In 2007, the Delhi-based exchange had issued shares at Rs 70 apiece to TV18, BCCL and NDTV as part of its demutualisation process, a Sebi-mandated process under which the share of trading members was to be brought below 50 per cent. With the total valuation of the exchange pegged at Rs 212 crore, BCCL got a five per cent stake for Rs 10.58 crore, TV18 picked three per cent for Rs 6.36 crore and NDTV one per cent for Rs 2.12 crore, according to B B Sahney, chairman of the demutualisation committee. Sahney said he was not aware of the exact nature of the ad-for-equity deals, as these were negotiated by the management, then headed by executive director H S Sidhu, who has since quit the exchange. Sidhu was not available for comment.

Some DSE shareholders had objected to the arrangements in 2008, when it emerged the exchange had got to book advertisements on various platforms of these media houses, such as newspapers, television channels and websites, for an amount equivalent to the value of these shares.

This amount reflected in the books of the exchange as ‘non-refundable advances against advertisement contracts’. The advances were to be written down against the cost of the advertisements to be published/telecast to promote the operations of the exchange from time to time.

At that point, it seemed a win-win transaction. However, the exchange could not utilise these credits, as it failed to restart trading operations due to various reasons.

TV18 had outstanding advances of Rs 6.21 crore, which were valid up to September 3, 2012. BCCL had a balance of Rs 1.73 crore on a contract valid up to November 2012. NDTV’s balance of Rs 2.12 crore had already turned bad, since the contract was for a period of three years and expired in September 2010 itself.

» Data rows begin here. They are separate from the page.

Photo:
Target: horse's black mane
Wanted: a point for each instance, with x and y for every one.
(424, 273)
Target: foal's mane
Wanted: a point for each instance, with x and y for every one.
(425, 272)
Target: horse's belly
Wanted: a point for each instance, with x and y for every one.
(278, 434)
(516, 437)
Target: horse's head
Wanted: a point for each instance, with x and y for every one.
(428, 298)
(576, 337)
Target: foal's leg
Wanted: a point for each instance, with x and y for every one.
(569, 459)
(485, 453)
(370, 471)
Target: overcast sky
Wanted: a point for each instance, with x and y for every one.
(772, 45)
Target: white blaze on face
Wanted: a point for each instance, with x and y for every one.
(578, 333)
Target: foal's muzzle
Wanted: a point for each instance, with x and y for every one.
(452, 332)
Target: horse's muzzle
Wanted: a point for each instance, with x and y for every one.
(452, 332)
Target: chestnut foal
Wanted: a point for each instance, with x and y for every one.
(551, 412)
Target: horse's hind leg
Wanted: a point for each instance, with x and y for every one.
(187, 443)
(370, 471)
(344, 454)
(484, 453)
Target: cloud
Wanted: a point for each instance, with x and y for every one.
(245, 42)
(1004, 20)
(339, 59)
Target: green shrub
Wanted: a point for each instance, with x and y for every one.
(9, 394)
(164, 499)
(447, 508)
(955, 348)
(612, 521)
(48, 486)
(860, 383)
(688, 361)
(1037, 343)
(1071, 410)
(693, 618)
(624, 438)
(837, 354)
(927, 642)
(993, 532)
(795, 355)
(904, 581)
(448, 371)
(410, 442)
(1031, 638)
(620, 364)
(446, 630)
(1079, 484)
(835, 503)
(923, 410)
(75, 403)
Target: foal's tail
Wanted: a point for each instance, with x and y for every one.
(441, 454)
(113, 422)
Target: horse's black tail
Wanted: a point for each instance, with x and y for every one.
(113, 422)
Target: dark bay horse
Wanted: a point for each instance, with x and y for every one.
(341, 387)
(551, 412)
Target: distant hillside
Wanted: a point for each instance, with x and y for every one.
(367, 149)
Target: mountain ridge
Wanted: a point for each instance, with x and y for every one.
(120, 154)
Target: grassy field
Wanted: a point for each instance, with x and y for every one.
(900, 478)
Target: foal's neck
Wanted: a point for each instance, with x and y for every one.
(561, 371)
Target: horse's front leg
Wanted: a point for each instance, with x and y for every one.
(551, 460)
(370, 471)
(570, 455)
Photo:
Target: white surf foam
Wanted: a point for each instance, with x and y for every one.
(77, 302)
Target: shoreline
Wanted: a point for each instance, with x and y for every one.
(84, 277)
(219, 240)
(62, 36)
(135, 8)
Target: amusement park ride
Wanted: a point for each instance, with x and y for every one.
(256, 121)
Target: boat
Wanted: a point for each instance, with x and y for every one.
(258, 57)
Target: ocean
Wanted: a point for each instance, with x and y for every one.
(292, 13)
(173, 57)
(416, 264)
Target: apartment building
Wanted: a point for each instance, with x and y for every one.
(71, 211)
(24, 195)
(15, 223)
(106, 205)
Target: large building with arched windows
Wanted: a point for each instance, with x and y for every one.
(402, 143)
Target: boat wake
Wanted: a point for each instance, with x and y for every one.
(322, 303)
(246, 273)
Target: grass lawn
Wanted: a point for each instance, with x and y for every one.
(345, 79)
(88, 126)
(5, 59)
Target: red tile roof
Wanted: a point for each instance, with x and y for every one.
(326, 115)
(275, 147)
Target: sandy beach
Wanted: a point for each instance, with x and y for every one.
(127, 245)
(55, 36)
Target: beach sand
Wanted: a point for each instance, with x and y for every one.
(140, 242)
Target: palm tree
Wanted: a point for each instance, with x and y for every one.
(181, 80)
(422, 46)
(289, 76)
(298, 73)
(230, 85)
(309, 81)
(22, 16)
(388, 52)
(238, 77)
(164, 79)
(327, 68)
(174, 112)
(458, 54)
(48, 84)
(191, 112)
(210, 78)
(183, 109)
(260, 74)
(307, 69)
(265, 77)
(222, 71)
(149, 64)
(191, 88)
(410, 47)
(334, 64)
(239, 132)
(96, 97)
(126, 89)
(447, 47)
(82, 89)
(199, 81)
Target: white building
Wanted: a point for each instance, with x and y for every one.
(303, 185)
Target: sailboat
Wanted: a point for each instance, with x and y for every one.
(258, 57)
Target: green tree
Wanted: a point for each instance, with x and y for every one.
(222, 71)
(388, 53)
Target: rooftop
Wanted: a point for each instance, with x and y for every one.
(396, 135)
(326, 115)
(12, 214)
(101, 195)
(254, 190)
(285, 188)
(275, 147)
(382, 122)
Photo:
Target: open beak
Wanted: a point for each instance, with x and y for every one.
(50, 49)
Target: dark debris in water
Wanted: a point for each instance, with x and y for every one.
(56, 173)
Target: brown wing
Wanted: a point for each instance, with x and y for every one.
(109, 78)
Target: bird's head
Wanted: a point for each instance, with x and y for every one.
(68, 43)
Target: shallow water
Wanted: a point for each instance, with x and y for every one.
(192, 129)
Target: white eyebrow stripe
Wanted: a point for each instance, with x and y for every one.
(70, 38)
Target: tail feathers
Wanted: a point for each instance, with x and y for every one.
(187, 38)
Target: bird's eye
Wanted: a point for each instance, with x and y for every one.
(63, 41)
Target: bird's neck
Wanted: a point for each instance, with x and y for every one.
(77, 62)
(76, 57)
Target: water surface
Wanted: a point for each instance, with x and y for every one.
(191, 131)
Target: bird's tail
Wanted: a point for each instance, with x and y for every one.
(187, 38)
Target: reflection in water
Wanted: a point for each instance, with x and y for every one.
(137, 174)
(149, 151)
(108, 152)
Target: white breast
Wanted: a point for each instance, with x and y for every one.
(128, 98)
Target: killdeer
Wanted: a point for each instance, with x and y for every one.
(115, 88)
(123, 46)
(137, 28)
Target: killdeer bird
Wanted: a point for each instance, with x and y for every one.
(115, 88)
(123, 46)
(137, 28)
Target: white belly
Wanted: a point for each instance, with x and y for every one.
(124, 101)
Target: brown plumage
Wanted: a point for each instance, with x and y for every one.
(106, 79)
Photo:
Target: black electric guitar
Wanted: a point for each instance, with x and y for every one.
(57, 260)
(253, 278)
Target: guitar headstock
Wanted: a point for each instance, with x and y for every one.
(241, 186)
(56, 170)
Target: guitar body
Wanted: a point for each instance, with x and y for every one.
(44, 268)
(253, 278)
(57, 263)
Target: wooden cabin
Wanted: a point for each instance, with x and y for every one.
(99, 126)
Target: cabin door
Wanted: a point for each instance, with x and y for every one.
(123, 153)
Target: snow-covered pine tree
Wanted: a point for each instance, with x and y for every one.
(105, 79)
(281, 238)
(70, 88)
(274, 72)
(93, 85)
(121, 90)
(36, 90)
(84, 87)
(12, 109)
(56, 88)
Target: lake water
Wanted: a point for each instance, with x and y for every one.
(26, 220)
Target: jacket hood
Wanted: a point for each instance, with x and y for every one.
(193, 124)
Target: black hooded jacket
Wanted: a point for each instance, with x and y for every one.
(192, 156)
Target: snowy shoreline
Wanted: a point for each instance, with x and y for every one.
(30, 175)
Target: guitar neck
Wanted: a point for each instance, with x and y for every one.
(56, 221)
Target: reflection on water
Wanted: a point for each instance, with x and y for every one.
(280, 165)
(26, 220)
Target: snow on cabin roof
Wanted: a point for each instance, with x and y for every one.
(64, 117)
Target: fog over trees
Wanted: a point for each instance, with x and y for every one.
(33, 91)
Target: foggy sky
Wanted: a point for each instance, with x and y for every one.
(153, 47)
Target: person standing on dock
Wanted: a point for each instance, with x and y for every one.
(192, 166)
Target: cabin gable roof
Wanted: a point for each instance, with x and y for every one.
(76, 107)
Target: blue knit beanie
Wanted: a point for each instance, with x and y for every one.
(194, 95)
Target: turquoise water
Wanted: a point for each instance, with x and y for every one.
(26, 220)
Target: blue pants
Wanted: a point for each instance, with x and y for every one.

While the unused advertisement advances of TV18 and NDTV are close to the value of their stakes, the number against BCCL is substantially lower. “This could be either because there was consideration other than the advertisments or the exchange has used up ad credits,” said a DSE broker.

An official from BCCL’s brand capital department, which handles such deals, directed calls to a colleague. Emails sent to both of them and Times Group CEO Ravi Dhariwal did not elicit any response. A senior TV18 official declined comment. An email sent to the office of NDTV CFO Saurav Banerjee also went unanswered.

In a note to accounts for the year ended 2011-12, DSE said: “In the opinion of management, the above amounts have been paid for the overall business operations and promotion of the exchange. The management is making efforts and is hopeful of getting the extension of time for utilisation of the amount and, therefore, write-off is not considered necessary.”

It added a provision was being made and charged to the profit & loss account for these amounts as “a matter of prudence”.

P Bolusaria & Co Partner Amit Goel said in the auditor’s report, these contracts were prejudicial to the interests of the company. “These advances given are non-refundable and, of the total advances of Rs 11.37 crore given by the company in the earlier years, only Rs 1.30 crore have been utilised by the company towards advertisement services till the year ended March 31, 2012. In our opinion, aforesaid advances, being non-refundable, are prima facie prejudicial to the interest of company. This has resulted into provisioning and consequent loss of Rs 10.07 crore without availing of any services.”

The DSE shares, valued at Rs 70 each by Deloitte at the time of demutualisation, were trading at Rs 15 or less in the unlisted market, according to DSE brokers.